According to online listings, the three lots at 413, 415 and 417 Rehoboth Ave. have been sold for $2.8 million. The theater purchased the three 50-by-100-foot parcels for $2.1 million in late 2019.
In a press release Nov. 15, Clear Space Executive Director Wesley Paulson confirmed the sale of the lots and said the theater’s search for space outside the city continues.
“We are not finished. It is time to look ahead to what possibilities are out there,” said Paulson in a prepared statement.
Founded in 2004, Clear Space has been operating in the old Epworth United Methodist Church property on Baltimore Avenue since 2010. With a lease set to expire Dec. 31, 2020, and in advance of purchasing the property, the theater introduced a one-building design covering all three Rehoboth Avenue lots in October 2018. After significant pushback from surrounding neighbors, Clear Space revealed its plans for a two-building layout in May 2020.

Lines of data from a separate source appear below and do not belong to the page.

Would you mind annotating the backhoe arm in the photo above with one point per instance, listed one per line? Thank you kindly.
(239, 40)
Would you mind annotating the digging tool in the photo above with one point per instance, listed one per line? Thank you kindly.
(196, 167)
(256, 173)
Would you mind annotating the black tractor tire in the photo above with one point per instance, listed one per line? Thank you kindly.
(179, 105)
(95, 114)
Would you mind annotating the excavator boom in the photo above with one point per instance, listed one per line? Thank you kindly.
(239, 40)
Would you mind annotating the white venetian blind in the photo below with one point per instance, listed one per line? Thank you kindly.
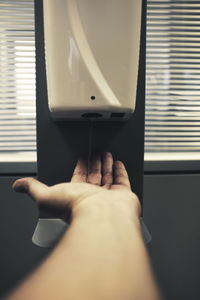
(17, 80)
(172, 121)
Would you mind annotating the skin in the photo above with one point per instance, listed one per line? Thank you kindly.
(102, 254)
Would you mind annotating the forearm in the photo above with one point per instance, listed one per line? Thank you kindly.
(99, 257)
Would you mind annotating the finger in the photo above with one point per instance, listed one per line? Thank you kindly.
(107, 169)
(121, 175)
(94, 172)
(31, 186)
(80, 171)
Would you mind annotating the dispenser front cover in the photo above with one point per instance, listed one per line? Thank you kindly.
(92, 55)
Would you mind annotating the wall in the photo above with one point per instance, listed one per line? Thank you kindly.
(171, 211)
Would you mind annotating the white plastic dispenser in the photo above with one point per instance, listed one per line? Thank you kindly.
(92, 56)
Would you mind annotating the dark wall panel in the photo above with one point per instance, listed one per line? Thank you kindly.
(172, 213)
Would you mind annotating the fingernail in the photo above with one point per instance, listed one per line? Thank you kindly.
(19, 187)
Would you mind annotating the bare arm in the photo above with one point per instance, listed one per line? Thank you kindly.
(102, 255)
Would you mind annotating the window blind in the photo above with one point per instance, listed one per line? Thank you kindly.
(17, 80)
(172, 117)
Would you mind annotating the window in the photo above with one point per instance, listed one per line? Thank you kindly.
(17, 81)
(172, 121)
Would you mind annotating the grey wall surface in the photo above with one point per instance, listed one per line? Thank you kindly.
(171, 211)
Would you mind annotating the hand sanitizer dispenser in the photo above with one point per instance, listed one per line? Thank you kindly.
(92, 55)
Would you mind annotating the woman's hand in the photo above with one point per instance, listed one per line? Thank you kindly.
(107, 181)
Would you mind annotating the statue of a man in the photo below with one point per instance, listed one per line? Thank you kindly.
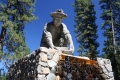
(56, 33)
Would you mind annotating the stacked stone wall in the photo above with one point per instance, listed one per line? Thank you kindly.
(51, 64)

After years of delays due to lawsuits and process-approval appeals, the theater’s board of directors voted to sell the properties in July. Soon after, they were put up for sale and listed at $2.99 million.
The lots are now cleared, but two had included houses when Clear Space purchased them. The two-story house at 415 Rehoboth Ave. was demolished in May 2020. A historic beach bungalow at 413 Rehoboth Ave. was moved across town and renovated.
The three lots are in the city’s C-1 commercial district, which allows for full lot coverage. However, because the lots have R-2 general residential lots to the north, city code requires a five-foot setback in the rear yard. Code also calls for a screen in order to shield or obscure the lot from those in the abutting residential district.
For now, the theater will remain on Baltimore Avenue – about halfway through 2020, officials signed a 5-year lease because the process with the city was taking so long – but it’s not clear what the theater’s next move will be toward finding a new home.
Throughout the drawn-out process with the city, Paulson said the theater’s business model depends on the foot traffic offered by having a facility within walking distance of downtown.